Introduction Seventy-onepercent of people with cancer experience pain at the end of life (Teunissen et al 2007). It is well established that family carers play a significant role in managing pain medication. Our scoping exercise of international literature repeatedly found that family carers lack information and confidence, with some holding beliefs that pain cannot be controlled and concerns about medication becoming addictive. Carers' roles have been neglected, with few interventions concerning pain management focusing specifically on carers, and a particular lack of UK research.

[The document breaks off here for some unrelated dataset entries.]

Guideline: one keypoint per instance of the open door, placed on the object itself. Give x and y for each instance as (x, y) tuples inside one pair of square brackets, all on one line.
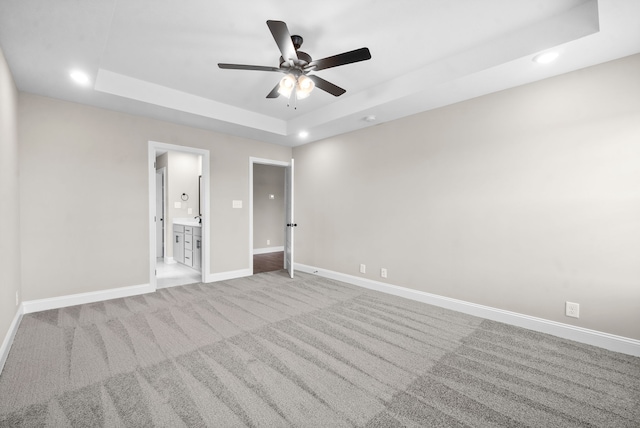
[(288, 239)]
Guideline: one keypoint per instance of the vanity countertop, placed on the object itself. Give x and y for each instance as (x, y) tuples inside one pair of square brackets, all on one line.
[(187, 222)]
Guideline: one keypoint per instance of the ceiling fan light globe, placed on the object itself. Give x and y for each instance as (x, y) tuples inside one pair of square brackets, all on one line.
[(287, 84), (304, 87)]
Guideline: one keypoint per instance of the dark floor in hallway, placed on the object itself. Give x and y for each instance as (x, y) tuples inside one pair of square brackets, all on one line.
[(268, 262)]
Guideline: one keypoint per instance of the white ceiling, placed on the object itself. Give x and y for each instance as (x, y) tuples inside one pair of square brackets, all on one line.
[(158, 58)]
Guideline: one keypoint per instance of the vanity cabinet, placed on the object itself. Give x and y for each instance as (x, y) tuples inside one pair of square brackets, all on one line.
[(187, 245), (178, 243), (197, 248)]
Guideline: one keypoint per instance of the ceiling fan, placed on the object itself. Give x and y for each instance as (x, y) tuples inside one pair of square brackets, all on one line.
[(297, 65)]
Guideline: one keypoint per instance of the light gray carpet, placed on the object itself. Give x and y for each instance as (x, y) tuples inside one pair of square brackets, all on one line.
[(271, 351)]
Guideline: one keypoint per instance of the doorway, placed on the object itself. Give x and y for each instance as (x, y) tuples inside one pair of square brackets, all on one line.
[(181, 221), (271, 215)]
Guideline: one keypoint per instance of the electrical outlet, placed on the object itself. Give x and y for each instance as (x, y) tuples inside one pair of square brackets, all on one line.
[(572, 310)]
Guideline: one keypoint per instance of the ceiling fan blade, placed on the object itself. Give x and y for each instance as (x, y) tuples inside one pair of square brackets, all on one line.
[(274, 92), (357, 55), (282, 37), (327, 86), (247, 67)]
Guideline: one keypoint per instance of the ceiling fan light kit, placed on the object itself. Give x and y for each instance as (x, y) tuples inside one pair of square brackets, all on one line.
[(297, 65)]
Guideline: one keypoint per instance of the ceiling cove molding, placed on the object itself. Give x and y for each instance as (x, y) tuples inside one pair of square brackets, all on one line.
[(140, 90), (578, 22), (581, 21)]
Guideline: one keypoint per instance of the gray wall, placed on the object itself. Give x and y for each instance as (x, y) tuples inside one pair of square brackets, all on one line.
[(519, 200), (84, 195), (268, 214), (9, 200)]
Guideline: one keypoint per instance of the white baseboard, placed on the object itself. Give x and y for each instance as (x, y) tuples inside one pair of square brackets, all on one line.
[(591, 337), (267, 250), (82, 298), (8, 339), (224, 276)]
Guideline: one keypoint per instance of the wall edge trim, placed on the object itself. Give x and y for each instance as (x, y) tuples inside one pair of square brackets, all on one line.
[(31, 306), (600, 339), (8, 338)]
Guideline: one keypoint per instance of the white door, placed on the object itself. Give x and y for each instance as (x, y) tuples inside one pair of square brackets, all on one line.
[(288, 239), (159, 215)]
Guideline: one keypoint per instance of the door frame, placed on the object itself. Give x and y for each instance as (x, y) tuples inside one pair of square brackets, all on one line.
[(153, 148), (163, 173), (252, 162)]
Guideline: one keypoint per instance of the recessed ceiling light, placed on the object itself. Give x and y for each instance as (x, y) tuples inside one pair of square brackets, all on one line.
[(546, 57), (80, 77)]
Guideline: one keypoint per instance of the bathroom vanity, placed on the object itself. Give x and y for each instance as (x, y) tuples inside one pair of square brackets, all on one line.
[(187, 242)]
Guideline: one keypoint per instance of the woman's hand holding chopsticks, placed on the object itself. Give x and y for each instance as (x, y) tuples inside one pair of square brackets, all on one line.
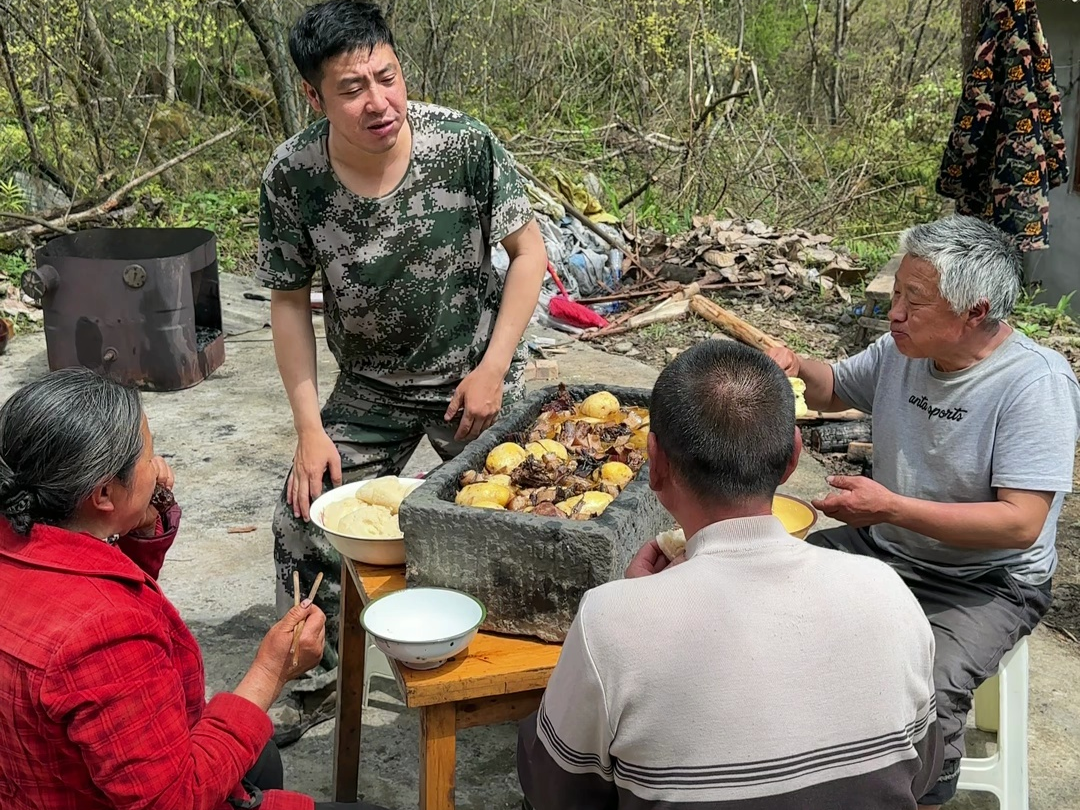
[(279, 659)]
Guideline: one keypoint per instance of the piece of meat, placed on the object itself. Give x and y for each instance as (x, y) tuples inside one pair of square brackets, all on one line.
[(547, 509), (518, 502)]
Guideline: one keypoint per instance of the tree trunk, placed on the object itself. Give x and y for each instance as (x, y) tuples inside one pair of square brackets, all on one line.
[(100, 45), (971, 22), (280, 79), (170, 62), (839, 37), (24, 119)]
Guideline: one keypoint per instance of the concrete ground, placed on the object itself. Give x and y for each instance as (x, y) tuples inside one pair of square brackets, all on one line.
[(230, 442)]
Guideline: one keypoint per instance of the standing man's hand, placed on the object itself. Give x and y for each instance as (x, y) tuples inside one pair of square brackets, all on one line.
[(478, 397), (861, 501), (315, 453), (787, 360), (650, 559)]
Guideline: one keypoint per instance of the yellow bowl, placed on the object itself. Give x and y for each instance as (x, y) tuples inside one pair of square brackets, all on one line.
[(796, 514)]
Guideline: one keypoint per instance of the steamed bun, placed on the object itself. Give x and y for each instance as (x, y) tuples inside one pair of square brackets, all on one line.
[(362, 520), (672, 543), (387, 491)]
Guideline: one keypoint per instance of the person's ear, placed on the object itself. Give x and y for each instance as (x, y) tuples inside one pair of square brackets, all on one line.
[(104, 498), (794, 462), (312, 95), (659, 469), (979, 313)]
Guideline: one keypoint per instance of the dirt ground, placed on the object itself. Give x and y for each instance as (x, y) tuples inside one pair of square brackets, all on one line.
[(827, 328)]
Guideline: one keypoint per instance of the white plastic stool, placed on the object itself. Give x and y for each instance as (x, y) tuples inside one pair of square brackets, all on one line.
[(1004, 772), (376, 664)]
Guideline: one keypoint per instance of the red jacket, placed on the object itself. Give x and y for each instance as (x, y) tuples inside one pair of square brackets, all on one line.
[(102, 686)]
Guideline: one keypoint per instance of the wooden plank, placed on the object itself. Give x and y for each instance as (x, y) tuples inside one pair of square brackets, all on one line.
[(861, 451), (836, 436), (732, 324), (500, 709), (493, 664), (850, 415), (437, 756), (352, 647), (880, 286)]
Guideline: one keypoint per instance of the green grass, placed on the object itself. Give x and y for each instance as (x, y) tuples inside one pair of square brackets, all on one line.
[(1038, 320), (12, 267)]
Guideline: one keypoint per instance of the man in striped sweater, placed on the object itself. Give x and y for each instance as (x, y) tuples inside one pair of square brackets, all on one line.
[(761, 673)]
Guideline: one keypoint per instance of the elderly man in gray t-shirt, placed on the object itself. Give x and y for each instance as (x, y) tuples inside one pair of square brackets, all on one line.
[(974, 432)]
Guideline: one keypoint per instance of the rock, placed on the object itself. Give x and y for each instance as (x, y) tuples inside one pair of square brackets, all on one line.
[(529, 571)]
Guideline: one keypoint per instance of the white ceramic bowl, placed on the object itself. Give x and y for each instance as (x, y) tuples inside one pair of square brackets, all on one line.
[(422, 626), (370, 550)]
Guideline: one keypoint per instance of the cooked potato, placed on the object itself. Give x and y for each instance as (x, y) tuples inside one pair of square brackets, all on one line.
[(486, 491), (505, 457), (617, 473), (544, 446), (599, 405), (592, 503), (799, 389)]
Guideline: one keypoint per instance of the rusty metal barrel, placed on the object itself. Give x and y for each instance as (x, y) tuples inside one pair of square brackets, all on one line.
[(139, 305)]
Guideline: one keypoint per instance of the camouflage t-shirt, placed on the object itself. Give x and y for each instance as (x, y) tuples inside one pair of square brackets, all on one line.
[(409, 293)]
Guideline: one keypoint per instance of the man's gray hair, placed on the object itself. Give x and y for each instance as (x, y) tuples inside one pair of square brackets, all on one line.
[(61, 437), (974, 260)]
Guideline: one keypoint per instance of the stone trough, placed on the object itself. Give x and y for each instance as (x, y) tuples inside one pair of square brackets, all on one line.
[(530, 571)]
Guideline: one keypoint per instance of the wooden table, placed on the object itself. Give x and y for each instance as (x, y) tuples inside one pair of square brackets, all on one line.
[(498, 678)]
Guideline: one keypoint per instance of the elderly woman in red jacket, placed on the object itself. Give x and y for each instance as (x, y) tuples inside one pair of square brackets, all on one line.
[(102, 685)]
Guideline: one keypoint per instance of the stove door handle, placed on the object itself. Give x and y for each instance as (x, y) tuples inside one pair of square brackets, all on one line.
[(39, 282)]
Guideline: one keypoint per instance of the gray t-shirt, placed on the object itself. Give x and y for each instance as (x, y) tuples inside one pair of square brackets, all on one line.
[(1009, 421)]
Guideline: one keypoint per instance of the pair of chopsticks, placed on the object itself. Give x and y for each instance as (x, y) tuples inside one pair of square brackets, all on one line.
[(296, 603)]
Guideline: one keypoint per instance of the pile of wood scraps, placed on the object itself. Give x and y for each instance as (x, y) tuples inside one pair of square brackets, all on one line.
[(741, 252), (848, 432)]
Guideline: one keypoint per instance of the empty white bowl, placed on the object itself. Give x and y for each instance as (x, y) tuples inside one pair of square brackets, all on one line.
[(422, 626), (370, 550)]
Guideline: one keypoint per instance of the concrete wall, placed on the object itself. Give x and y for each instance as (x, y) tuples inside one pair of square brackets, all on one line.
[(1057, 268)]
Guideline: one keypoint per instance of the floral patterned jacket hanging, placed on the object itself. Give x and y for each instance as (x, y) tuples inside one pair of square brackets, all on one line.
[(1007, 150)]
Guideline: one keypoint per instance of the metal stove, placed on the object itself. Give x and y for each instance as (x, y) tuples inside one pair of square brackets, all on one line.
[(139, 305)]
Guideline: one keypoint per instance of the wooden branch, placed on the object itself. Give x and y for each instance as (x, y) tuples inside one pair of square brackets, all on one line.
[(35, 220), (712, 108), (731, 324), (861, 453), (17, 237), (836, 436)]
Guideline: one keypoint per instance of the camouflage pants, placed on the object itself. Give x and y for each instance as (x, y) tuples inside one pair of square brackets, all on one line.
[(376, 429)]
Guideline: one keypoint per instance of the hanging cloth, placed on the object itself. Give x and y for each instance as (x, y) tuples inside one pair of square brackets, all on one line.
[(1007, 150)]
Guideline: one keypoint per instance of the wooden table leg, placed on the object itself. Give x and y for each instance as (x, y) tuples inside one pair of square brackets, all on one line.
[(352, 646), (437, 756)]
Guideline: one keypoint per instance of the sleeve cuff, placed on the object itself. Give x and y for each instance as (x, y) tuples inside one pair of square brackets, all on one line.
[(245, 720)]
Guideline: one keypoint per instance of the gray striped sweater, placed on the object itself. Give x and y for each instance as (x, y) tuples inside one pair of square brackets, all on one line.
[(761, 674)]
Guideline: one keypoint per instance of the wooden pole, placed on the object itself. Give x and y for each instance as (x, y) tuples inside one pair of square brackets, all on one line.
[(731, 324)]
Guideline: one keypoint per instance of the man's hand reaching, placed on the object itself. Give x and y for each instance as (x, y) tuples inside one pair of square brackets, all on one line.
[(315, 453), (478, 399)]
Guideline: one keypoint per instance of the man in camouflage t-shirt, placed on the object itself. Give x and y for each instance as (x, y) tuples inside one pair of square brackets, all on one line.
[(397, 205)]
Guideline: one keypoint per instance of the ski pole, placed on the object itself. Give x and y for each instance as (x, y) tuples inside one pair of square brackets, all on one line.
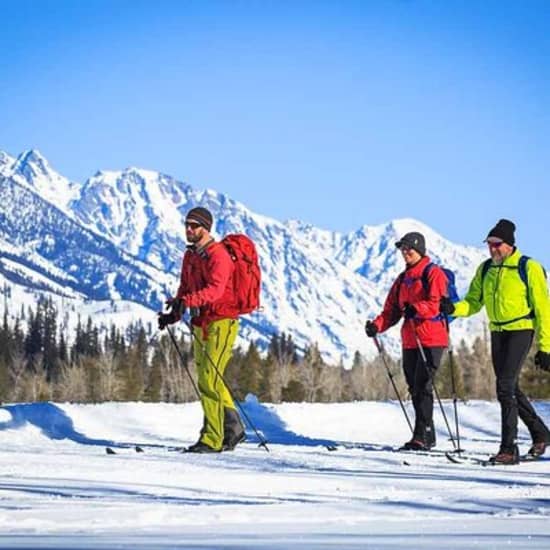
[(263, 442), (183, 362), (425, 361), (453, 384), (382, 353)]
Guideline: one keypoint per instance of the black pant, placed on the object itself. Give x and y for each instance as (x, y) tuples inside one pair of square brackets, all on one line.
[(509, 350), (419, 375)]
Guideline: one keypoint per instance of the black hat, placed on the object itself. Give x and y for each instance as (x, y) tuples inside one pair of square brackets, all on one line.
[(200, 215), (413, 240), (504, 230)]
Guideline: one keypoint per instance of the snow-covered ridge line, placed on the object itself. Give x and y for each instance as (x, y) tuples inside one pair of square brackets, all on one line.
[(124, 235)]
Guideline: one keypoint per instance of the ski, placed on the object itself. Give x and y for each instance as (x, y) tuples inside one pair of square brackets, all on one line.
[(387, 448), (467, 459), (142, 448)]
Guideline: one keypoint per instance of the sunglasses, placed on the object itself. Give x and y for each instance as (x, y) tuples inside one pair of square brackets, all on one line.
[(192, 225)]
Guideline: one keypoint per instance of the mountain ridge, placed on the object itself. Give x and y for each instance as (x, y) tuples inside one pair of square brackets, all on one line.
[(318, 285)]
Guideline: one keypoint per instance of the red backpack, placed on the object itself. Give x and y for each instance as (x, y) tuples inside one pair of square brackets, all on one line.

Aims and Methods A Phase I-II feasibility study, funded by Dimbleby Marie Curie, is being conducted (2013–2015) to develop a new Cancer Carer Medicines Management intervention and to test its feasibility, acceptability and efficacy to improve carers' knowledge, beliefs, skills and self-efficacy for pain medicines management, decrease carer strain and improve mood state. This will be achieved through: a rapid appraisal of research on interventions for carer management of end of life pain medicines; development and refinement of the intervention through user collaboration; and a feasibility trial involving nurses and carers in two sites, to inform a follow-on randomised control trial.

Results Phase I will produce an educational intervention for delivery by palliative care nurses with family carers. Phase II will evaluate intervention impact on carer outcomes using validated questionnaires measuring carer pain medication knowledge, beliefs and skills; carer strain, self-efficacy and mood state. Secondary outcomes from validated questionnaires and interviews will include perceptions of patient pain, burden of the intervention, and factors inhibiting or facilitating intervention use.